You guys know how you’re treating Vaginismus with dilators and Botox. Some people are adding PRP. I think you’ll probably see a study coming out from showing that when you add PRP to the traditional area, somehow the muscle seems to be recovering.

For Pelvic Floor Tenderness, instead of just injecting or trying triamcinolone, the Sports Literature documents, injecting tender muscles with PRP. Usually it’s every six weeks, they get worse for the first week after you inject it, they feel worse, and then they get better. Sometimes, again, it takes a little injection.

For Anorgasmia.

This is one of those cases where PRP’s not a magic shop. If you think of it in the systems view, every part of that thing, take away hormones, the orgasm, give the woman a social problem where she’s so broke that she can’t buy food, where she’s running from the bombs. There’s not going be an orgasm, but genitals do take part in orgasm. And so if they have the cause of anorgasmia, is originating in the genitalia, then PRP may help.

And you can’t see it all there, but there are several studies showing PRP helping with dyspareunia and orgasm in people who have dryness and can’t be on hormones because of breast cancer or whatever concerns.

Here’s a selection of papers showing PRP helps with orgasm.

Decreased Arousal

For decreased arousal, it’s a little bit trickier. There’s this negative feedback loop. A woman’s having good sex, something goes wrong, it hurts. The next time she’s more difficult to arouse. It’s not the traditional, arousal, plateau, orgasm, refractory period that with men happens.

Women are more complicated and more beautifully designed. And so if she has repeated negative experiences, it ain’t happening.

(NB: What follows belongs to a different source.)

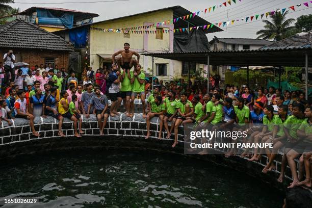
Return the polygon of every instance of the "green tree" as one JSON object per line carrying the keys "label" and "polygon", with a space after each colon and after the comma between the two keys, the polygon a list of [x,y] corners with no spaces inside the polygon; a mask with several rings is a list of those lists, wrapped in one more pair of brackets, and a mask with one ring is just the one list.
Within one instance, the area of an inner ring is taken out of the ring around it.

Where, again, if you have someone who’s had negative experiences and now take her pain away or make it better, then the next time it’s more easily, like that, it works better.

By the way, Dr. Grafenberg, for whom the G-Spot was named, describes in his writing, observed women, having orgasms just by speaking to them. So, obviously, those women will be at the top of this positive feedback loop.

But anyway, one of the things we do is inject the body of the clitoris, and one of the people in our group who is an interventional radiologist (Dr. David Harshfield) showed with an ultrasound that the PRP does in fact hydrodissect down the corpus cavernosum.

So that’s where we put it. I hope you’ll join our group and see the whole video.

And so the question, in finishing, has the science reached the place where PRP use has become the standard of care?

I think it has, but you have to decide on your own.


As regards FDA policies & PRP, it’s real easy.

(see the actual FDA documents here)<–

This is word for word, from their regulatory considerations for human cells, tissues, cellular and tissue-based products.

This has been there. The only thing that recently changed, which would freak everybody out, is they started enforcing this policy.

But the policy they’re enforcing has nothing to do with PRP and they tell it to you right here in black and white. It says, for example, platelet-rich plasma, when taken and given back to the person is not at an HCT/P under the 21 CFA Part 1271 because it’s a blood product.

The FDA does not regulate your spit, your urine, your hair, or your skin.

So the terms are minimal manipulation. Okay, so if you minimal manipulate.

They do regulate devices and I recommend that you use a device that’s made to [FDA approved] put blood back into the body. Otherwise, you’re in scary land [as in take your license off the wall and find another job].

Thank you for having me guys have a great evening.